The NASD complaint claimed that Mr. Siegel violated NASD Conduct Rules 3040 and 2110 when he “sold away,” that is engaged in private securities transactions on behalf of his clients without notifying the firm. It also alleged violations of Rules 2310 and 2110 when he recommended World ET without having reasonable grounds to do so. The record demonstrated that the clients were sophisticated and wanted to speculate. Mr. Siegel, who knew the company and had served on its board, did not read the prospectus he furnished the clients about the company. He did not make anything on the transactions.

The hearing panel concluded that Mr. Siegel violated the rules as alleged in the complaint. It imposed a six month suspension and a $20,000 fine for the violation of Rules 3040/2120 and a six month suspension and a $10,000 for violations of Rules 2310/2110. It did not require restitution. The suspensions were to be served concurrently. On appeal to the NASD’s National Adjudicatory Council, the decision of the panel was affirmed. However, Mr. Siegel was ordered to pay restitution and his suspensions were to be served concurrently. The SEC affirmed this decision.

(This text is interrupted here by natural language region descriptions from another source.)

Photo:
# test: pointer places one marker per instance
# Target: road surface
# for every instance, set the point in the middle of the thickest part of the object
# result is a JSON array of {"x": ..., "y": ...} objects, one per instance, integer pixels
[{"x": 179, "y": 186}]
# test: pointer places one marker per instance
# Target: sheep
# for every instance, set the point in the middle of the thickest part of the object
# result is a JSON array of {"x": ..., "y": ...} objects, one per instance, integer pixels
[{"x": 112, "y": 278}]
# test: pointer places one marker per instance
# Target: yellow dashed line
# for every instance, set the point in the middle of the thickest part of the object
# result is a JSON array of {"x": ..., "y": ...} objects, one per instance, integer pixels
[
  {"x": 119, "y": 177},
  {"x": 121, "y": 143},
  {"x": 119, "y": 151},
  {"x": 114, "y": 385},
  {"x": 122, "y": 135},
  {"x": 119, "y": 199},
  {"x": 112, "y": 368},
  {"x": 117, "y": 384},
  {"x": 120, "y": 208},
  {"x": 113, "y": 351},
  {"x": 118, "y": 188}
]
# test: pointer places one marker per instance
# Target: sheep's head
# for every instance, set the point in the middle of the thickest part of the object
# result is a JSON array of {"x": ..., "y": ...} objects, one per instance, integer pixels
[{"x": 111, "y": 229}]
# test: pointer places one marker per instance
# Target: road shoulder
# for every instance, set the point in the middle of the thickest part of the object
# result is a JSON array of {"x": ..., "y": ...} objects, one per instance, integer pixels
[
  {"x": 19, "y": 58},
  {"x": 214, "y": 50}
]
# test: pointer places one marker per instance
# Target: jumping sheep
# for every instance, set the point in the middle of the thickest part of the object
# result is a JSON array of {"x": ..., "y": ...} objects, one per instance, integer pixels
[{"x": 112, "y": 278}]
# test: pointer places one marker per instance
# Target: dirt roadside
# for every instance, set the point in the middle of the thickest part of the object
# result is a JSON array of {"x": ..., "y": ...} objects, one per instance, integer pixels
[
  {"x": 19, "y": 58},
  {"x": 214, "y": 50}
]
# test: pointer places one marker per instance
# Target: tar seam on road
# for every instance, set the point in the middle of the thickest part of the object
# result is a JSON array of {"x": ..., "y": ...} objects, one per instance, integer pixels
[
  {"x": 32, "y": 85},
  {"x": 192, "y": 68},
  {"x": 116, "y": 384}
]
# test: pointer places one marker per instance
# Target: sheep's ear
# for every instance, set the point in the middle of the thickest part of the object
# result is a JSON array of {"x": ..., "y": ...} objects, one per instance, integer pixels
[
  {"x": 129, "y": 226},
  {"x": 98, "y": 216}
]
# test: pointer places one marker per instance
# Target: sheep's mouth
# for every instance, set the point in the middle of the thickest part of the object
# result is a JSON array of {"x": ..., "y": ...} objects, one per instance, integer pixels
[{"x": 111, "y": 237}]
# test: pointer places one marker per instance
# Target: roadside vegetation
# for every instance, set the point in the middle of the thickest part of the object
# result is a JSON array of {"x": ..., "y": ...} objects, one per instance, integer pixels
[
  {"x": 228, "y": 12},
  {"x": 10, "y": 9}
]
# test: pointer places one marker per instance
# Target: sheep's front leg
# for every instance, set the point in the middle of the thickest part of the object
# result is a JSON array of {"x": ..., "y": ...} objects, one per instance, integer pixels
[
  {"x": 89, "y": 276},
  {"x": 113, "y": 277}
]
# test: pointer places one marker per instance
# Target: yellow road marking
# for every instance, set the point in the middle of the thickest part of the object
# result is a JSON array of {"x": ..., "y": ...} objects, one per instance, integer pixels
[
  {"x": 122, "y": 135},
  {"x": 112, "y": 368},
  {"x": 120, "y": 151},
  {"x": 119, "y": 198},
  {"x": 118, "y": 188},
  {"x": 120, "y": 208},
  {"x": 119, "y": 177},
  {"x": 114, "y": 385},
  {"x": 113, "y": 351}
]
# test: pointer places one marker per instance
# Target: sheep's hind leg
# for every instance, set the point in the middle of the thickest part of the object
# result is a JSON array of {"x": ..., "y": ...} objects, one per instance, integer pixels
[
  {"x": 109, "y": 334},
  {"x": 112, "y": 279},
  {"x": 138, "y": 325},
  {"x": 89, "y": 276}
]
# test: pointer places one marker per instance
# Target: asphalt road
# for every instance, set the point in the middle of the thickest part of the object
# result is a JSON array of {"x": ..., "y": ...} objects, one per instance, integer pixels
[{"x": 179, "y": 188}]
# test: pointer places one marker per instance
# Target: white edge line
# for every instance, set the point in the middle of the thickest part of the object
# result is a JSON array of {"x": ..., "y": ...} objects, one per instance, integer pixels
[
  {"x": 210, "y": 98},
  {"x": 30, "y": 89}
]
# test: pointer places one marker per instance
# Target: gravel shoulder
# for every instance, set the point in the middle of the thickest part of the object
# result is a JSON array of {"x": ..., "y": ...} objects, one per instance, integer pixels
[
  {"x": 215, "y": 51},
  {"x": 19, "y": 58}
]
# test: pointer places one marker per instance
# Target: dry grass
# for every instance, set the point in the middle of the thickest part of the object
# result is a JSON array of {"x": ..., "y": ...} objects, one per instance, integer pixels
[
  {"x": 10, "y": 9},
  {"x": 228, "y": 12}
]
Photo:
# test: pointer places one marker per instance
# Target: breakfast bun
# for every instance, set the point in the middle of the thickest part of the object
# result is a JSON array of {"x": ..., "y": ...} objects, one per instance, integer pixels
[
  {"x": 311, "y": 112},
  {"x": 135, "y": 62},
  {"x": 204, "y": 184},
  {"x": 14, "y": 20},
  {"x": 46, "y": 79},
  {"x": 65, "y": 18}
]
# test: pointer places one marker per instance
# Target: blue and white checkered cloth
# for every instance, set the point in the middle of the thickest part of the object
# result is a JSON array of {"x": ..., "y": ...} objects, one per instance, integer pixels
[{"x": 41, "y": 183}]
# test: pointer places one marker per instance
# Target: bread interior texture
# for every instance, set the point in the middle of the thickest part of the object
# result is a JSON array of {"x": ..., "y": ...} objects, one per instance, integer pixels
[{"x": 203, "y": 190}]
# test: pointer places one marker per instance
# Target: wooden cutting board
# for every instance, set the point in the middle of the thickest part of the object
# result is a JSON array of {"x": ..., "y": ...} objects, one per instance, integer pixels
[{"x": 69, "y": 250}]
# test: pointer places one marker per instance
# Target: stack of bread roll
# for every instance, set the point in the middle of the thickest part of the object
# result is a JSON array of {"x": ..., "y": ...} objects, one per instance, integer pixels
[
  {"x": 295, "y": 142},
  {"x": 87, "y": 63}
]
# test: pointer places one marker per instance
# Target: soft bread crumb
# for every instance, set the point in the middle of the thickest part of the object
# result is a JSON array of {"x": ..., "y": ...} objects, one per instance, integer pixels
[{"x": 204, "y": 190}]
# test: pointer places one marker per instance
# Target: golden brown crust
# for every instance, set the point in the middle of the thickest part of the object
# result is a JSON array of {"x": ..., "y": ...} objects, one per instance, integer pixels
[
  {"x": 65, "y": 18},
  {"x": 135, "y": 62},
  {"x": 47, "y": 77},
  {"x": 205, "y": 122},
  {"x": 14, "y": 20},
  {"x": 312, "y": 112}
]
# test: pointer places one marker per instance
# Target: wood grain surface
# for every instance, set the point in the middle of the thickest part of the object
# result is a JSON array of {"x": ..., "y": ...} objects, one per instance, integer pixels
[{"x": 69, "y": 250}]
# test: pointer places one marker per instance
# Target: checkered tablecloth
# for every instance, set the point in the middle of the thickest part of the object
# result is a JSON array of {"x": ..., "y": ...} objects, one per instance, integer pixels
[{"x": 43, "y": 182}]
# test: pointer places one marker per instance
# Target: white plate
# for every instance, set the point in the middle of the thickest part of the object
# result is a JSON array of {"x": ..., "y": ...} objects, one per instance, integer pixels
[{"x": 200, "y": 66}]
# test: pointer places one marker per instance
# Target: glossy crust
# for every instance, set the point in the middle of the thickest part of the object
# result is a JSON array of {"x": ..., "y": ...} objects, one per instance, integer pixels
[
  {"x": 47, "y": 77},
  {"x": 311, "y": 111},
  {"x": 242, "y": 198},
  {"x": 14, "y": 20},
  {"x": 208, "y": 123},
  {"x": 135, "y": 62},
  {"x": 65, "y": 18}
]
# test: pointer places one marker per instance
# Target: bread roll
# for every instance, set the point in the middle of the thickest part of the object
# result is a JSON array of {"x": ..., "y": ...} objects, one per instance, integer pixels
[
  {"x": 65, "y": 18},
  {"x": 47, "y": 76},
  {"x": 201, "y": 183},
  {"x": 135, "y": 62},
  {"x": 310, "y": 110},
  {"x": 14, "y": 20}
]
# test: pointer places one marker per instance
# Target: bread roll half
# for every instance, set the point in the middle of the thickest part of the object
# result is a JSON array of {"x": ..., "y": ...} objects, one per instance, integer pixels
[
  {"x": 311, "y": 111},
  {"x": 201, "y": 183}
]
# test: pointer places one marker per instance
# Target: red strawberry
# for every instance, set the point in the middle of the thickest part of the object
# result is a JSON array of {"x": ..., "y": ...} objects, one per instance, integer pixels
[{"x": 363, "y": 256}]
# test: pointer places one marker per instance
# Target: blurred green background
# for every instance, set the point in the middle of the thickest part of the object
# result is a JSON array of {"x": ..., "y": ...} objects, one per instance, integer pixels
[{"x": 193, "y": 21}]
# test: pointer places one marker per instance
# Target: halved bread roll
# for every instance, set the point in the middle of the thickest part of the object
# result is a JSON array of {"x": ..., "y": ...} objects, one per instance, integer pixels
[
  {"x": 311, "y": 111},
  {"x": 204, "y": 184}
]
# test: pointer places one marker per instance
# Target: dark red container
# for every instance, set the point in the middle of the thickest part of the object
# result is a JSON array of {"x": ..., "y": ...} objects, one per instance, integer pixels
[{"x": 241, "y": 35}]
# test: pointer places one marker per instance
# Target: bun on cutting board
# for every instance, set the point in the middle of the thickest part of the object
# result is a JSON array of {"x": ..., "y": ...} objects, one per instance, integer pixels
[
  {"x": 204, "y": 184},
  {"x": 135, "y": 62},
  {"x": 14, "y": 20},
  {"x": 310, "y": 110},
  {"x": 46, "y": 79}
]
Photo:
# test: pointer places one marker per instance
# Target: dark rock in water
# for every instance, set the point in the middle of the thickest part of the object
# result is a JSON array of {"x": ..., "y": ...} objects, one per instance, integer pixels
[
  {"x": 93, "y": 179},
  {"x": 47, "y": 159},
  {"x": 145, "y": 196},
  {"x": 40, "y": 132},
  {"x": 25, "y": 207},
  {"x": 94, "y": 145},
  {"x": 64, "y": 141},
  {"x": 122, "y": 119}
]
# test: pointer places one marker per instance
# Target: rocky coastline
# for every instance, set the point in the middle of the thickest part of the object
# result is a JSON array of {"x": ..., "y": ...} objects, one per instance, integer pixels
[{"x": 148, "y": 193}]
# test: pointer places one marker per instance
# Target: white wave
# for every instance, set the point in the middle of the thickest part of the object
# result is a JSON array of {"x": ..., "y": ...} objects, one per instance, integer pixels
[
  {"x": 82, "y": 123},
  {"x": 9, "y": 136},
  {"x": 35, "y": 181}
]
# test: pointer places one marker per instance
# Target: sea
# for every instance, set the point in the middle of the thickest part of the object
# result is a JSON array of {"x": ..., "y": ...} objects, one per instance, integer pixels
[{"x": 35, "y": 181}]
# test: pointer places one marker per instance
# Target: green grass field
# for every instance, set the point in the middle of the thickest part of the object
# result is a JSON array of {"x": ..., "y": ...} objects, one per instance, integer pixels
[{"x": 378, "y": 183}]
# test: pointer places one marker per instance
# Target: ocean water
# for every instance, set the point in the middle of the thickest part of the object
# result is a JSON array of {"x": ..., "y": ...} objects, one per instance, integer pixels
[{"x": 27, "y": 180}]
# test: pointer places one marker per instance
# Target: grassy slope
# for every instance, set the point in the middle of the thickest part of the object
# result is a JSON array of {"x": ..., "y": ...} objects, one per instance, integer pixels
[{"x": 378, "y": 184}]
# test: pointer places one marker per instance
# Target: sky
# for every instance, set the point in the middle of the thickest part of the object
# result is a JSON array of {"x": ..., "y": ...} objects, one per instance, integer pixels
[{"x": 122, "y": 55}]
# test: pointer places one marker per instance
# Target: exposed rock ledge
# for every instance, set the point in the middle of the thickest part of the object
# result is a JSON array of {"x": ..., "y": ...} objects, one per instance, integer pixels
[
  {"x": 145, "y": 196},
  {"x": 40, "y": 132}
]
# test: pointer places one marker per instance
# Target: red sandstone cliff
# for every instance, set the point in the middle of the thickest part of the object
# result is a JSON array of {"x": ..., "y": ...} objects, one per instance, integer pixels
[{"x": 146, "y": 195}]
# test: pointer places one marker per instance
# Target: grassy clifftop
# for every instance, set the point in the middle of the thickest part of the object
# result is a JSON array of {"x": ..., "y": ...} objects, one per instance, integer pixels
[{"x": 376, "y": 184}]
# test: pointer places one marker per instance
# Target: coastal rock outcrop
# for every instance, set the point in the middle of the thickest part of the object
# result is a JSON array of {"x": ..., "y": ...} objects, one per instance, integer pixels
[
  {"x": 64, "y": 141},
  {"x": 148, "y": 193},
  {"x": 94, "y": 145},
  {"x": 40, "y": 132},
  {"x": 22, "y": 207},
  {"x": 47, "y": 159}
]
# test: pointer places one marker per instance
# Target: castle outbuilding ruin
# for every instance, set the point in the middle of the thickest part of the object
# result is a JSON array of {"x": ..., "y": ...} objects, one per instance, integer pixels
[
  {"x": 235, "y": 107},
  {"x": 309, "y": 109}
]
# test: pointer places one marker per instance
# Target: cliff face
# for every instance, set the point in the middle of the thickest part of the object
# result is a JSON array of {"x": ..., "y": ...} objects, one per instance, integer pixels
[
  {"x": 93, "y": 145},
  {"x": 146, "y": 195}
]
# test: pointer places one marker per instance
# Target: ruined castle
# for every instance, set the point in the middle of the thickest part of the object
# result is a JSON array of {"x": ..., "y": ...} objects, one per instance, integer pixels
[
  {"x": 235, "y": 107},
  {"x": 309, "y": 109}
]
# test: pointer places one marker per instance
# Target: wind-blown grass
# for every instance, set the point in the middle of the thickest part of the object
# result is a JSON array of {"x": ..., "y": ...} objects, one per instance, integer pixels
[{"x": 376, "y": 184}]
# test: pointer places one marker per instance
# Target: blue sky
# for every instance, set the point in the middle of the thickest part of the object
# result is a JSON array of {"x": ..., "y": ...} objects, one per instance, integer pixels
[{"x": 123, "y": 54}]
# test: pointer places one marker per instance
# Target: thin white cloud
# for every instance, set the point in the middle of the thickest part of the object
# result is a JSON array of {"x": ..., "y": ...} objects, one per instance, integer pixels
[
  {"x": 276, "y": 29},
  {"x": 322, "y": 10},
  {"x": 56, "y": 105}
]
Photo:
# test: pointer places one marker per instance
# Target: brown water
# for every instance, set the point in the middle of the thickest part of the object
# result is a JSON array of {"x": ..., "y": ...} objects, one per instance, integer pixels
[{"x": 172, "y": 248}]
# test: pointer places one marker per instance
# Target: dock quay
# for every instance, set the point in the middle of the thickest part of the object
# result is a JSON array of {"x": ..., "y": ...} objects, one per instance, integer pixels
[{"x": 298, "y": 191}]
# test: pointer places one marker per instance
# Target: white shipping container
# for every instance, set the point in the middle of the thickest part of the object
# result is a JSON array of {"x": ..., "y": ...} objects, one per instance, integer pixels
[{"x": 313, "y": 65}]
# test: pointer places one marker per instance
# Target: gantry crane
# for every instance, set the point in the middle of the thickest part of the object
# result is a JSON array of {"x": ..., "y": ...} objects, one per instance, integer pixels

The DC Circuit reversed and remanded the case to the SEC for further consideration by the on the question of restitution. That question focuses on the cause of the loss suffered by the clients, the court noted. Restitution is payable under Principle 5 in NASD’s Sanction Guidelines to remediate misconduct in certain circumstances. Specifically, it can be order when “when an identifiable person . . . has suffered a quantifiable loss as a result of a respondent’s misconduct, particularly where a respondent has benefited from the misconduct.”

Under this principle, there must be a demonstration of a causal connection between the broker’s misconduct and any loss at issue. In assessing the question of causation the Circuit Court noted that there are various theories of causation which range from “but for” to “proximate” to “substantial factor” to “loss causation.” Each theory approaches the question of causation from a different vantage point. “But for” causation, the Court noted, may be almost limitless. “Proximate causation,” on the other hand, would require a direct relation between the conduct and the alleged injury. The “substantial factor” test is used when there have been two or more concurrent causes. In contrast, “loss causation” focuses on the reason why the investment was lost and would preclude an award where the investment would have been lost regardless of the fraud.

After reviewing these tests, the Court noted that the use of these tests may not always be clear or mutually exclusive. Nor is the list exhaustive. At the same time, the Court stated it did not know which test should be used under Principle 5. Making this determination is the responsibility of the SEC. The Commission, however, failed to offer any explanation of the applicable test of causation. Rather, the SEC offered only a footnote commenting on causation which the court described as “nonsense.” Accordingly, the matter was remanded to the SEC to reconsider the question of causation and restitution.